De ahí que el genuino padre biológico de la norma del 3% no fuera algún frugal tecnócrata calvinista inquieto por los futuros equilibrios macroeconómicos de la Europa del euro, sino el difunto François Mitterrand. Un epicúreo socialista francés mucho más preocupado por la alta literatura clásica y las grandes ideas políticas abstractas que por las menudencias baladíes de los cuadernos del debe y el haber.
Allá por 1981, recién electo presidente de la República Francesa, Mitterrand tenía un problema simple, a saber: los ministros de la coalición de izquierdas lo acosaban sin tregua con constantes demandas de más dinero para sus respectivos departamentos. Y él necesitaba una coartada convincente para no dárselo. Así que recurrió a un probo funcionario del Elíseo, cierto Guy Abeille, a fin de que se la procurase. El propio Abeille lo contaría, y por escrito, en unas notas personales aireadas años después.
“Mitterrand quiere que le proporcionemos rápidamente una regla sencilla que suene a economista y que pueda ser utilizada contra los ministros que desfilan por su despacho para pedirle dinero”, confesó en su diario.
Luego, tras dedicar un rato a pensar en el asunto, decidió sacarse de la manga la norma del 3%. Acababa de iniciarse la carrera hacia la sacralidad continental de la, a partir de entonces, conocida de modo reverente como "directriz del 3%". Un camino a los altares laicos en el que resultó providencial que Jean-Claude Trichet, futuro gobernador del BCE, fuese uno de los negociadores franceses del Tratado de Maastricht.
Buen conocedor de la eficacia política que había tenido en su país la audaz improvisación gratuita del tal Abeille, Trichet propuso a los alemanes incluirla en el texto del Pacto de Estabilidad y Crecimiento. Accedieron de grado. Y de ahí a la eternidad.
Mientras termino de escribir estas líneas apresuradas, en la prensa del día se otorga consideración de gran acontecimiento al hecho de que, por primera vez en 24 meses, el bono alemán a 10 años haya dejado de "retribuirse" con rendimientos negativos. A estas horas, como si fuese algo muy distinto, se premia a sus compradores con el liliputiense retorno del 0,016%. Y se festeja casi como un hito.
Resulta intelectualmente insostenible la doctrina todavía dominante, esa según la cual todo se debe encomendar a la política monetaria -desechando por el camino las fiscales-, cuando ya llevamos más de dos lustros con los tipos de interés arrastrándose, y de modo literal, por el suelo. Es insostenible porque desde ahí, desde el suelo, lo único que se puede hacer es escarbar bajo tierra. Lo único.
En el futuro mediato seguirá haciendo falta, resulta evidente, la política fiscal. Por lo demás, con esas tasas tan ridículas, tasas que continuarán siendo ridículas cuando haya pasado el sarampión inflacionista, el riesgo de insolvencia de los Estados tiende a desvanecerse. No hay, en consecuencia, razones objetivas de peso para persistir aferrados a unas normas de diseño tan rudimentariamente tosco, por lo rígido.
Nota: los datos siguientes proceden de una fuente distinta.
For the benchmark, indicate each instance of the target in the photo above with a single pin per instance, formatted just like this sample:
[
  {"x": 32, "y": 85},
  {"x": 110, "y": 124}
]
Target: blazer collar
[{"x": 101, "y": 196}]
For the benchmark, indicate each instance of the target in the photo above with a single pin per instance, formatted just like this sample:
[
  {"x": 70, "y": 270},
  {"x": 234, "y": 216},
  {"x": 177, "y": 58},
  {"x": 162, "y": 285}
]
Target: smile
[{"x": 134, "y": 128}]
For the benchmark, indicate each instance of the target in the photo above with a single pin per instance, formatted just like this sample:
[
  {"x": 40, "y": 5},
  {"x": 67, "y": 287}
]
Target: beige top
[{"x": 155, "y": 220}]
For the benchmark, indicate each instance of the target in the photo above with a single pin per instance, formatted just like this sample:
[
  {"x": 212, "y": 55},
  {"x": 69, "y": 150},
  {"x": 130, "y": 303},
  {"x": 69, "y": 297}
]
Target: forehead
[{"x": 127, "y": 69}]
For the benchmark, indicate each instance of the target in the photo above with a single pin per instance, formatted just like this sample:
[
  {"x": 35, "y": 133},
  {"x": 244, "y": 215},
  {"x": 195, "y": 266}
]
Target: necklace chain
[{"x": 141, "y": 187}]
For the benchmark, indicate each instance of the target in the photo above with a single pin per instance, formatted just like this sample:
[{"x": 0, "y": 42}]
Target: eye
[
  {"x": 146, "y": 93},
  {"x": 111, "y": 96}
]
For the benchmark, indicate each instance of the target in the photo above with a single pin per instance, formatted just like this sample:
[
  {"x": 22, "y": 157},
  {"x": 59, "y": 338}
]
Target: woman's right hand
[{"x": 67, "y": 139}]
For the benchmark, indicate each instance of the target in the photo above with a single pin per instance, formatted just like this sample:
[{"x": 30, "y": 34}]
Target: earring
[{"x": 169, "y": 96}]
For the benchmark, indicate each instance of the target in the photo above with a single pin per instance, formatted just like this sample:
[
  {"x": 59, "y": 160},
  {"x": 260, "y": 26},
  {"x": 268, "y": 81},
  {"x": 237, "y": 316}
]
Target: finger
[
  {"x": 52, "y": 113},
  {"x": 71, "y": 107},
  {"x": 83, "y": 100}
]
En su tiempo, el patrón oro encarnó un atavismo primitivo apenas útil para agravar todavía más las crisis cíclicas. Y, al igual que ocurría por rutina con el oro, el Pacto de Estabilidad también posee una naturaleza esencialmente procíclica. La disciplina y responsabilidad fiscal se antojan fundamentales, no haría falta decirlo, pero lo más fundamental es poseer la lucidez colectiva de no aferrarse a normas obsoletas y disfuncionales solo porque desde siempre han estado ahí. Ha llegado la hora de jubilar a Guy Abeille.